Marina Corona per Stanza della Donna

Nell’opera di Regina Hübner la stanza della donna è il cosmo. Questa frase semplicissima e tuttavia paradossale esprime la dote peculiare dell’artista, che sa mescolare una sensibilità delicatissima a un potente coraggio della verità.

I dischi delle ultime installazioni, come quella, estremamente suggestiva, intitolata Allein e esposta alla Temple Gallery nel ‘98, sono insieme immagini sia di elementi cosmici sia dell’anima più segreta della Hübner. L’artista infatti, proprio in virtù della fedeltà ad una segretezza estrema, riesce a toccare e poi a riprodurre il volto del cosmo. E’ dunque questo il vero “femminino”? Quello sul quale ai nostri giorni tutto il mondo si va interrogando? E’ la capacità di fedeltà a una zona intatta, tranquilla e pure fortemente vibrante della donna che rivela un volto del mondo finora rimasto inconosciuto?

Il grande disco che è comparso nella Temple Gallery inondato da tre fasci di luce mossi a loro volta da lievi disegni è certo l’immagine dell’anima, anzi è l’anima stessa dell’artista. Eppure esso non coincide, secondo una tradizione che siamo ormai sul punto di abbandonare, con la figura di una luna argentea che transitando svolge il destino monocorde e ciclico della femminilità. La sfumatura di luce arancione dà al disco una corposità solare, non certo violenta ma semplicemente potente, della quieta e inarrivabile potenza della luce. Questa luna-sole solitaria e appassionata apre e chiude sulla parete una zona di ombra delicatissima, quasi trasparente, che sembra muoversi fra le nubi, come fosse un velo: è il velo di Maya, il velo che separa apparenza e realtà, quello che non potrà mai essere del tutto lacerato e che tuttavia all’inizio di ogni nuova epoca, per mano di un artista, si spalanca per noi.
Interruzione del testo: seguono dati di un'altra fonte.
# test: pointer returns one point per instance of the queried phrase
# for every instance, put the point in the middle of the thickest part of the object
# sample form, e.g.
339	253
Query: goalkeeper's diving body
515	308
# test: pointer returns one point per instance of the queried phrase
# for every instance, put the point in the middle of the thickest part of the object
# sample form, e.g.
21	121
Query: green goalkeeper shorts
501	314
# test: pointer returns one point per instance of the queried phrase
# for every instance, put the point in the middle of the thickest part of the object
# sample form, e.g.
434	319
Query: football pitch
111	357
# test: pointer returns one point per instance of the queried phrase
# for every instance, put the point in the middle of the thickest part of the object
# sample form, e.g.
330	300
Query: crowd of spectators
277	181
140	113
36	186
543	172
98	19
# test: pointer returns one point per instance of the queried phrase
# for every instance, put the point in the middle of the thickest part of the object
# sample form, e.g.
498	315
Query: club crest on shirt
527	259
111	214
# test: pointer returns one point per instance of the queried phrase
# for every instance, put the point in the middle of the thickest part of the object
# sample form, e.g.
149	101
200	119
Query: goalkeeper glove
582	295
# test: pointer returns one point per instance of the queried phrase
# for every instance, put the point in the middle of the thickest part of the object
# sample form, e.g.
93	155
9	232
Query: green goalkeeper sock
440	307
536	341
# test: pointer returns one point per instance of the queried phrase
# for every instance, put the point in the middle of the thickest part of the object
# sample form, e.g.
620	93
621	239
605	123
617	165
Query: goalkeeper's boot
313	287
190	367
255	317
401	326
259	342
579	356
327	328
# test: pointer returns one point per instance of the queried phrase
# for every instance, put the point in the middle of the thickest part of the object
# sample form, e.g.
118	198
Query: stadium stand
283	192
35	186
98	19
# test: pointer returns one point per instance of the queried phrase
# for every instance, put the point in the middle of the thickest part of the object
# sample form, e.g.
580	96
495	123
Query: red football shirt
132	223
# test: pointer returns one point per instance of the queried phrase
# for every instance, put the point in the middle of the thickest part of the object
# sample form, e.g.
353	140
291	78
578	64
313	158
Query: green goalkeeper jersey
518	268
“Il cosmo sono io” dicono ancora gli occhi a volte animaleschi, a volte attoniti, a volte paralizzati, a volte quietamente assorti della Hübner nel video Erinnerungen per Games e lo dicono per primi, lo dicono per ciascuno di noi e sono in fondo i nostri nuovi eterni e selvatici occhi stellari. Quelli che quest’ultima installazione ci chiederà che vengano piano piano spalancati.